Makes for a nice tale, says Richard Tofel, a former assistant publisher at the Wall Street Journal and the author of the 2004 book, Vanishing Point: The Disappearance of Judge Crater, and the New York He Left Behind. "This didn't strike me as a terribly real story," he says. "I've no doubt that this woman was sincere in her belief, but the idea that there would have been a body dug up on a boardwalk in New York in the 1950s and a police officer would not have thought — at that time — that it was Judge Crater, that seemed incredible."
Tofel thinks the Queens woman's story has other major flaws. He doesn't think the judge got into a cab, which is how most stories of the disappearance left him. "As I demonstrated pretty well in my book, there was no cab. That's not part of history, that's part of the myth. So to begin there you're beginning with a myth.
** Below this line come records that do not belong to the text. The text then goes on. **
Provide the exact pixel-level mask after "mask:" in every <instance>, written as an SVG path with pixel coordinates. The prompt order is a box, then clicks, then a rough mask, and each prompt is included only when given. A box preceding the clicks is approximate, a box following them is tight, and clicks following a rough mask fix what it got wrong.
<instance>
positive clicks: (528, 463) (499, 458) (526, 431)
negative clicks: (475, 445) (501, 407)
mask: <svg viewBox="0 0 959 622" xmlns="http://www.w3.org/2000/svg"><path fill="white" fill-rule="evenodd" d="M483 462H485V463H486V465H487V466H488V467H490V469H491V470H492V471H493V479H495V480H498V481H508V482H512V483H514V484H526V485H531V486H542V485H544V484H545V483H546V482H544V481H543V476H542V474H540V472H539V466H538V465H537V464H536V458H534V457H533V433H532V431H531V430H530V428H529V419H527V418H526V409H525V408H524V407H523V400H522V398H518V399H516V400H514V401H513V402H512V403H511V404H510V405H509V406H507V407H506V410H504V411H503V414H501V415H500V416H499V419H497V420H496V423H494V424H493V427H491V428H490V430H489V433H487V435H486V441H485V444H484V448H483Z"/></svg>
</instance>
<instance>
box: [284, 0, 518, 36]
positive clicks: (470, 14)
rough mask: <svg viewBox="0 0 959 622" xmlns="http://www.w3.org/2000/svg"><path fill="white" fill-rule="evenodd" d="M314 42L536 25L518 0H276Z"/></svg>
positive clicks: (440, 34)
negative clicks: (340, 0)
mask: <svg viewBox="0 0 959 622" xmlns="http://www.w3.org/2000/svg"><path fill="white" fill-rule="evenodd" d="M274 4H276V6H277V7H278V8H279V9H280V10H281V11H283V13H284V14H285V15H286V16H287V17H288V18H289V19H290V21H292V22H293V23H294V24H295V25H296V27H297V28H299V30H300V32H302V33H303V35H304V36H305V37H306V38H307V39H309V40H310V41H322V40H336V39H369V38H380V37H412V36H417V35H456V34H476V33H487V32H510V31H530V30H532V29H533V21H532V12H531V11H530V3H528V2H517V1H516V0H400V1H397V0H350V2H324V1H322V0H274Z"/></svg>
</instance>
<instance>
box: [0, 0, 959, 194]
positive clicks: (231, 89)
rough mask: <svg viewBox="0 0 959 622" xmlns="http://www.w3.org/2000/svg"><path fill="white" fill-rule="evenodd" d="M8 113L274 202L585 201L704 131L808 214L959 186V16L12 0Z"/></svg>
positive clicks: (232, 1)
I spoke to a police detective at the time and he didn't think much [of her story] either."
The story that seems to make the most sense to Tofel, according to his book, was one that came to light in the decades after Crater's disappearance. A New York madam named Polly Adler later claimed that the judge died in the act in her brothel and she had some associates dispose of the body. Tofel writes, "The Adler story squares with all of the evidence in the Crater case."
Stella Crater apparently came to the conclusion that her husband was killed. She remarried to a man from Waterville and spent winters there and summers in the Belgrade Lakes. She died in a Mount Vernon, New York, nursing home in 1969.
As Richard Tofel writes in his book, "Stella told interviewers beginning in the 1950s that she believed her husband was murdered." In her book she seemed to buy into the notion that he was slain by mobsters, having become entwined with a showgirl who was trying to extort money from him and who also disappeared a month after he did. Sources at the New York City Police Department say there "have been developments" since the Ferrucci-Good letters surfaced, but they have so far declined to make a statement.
Perhaps the story will come to a conclusion this summer. Or perhaps the mystery of Judge Crater will continue to confound authorities — and continue to captivate a little fishing resort in central Maine.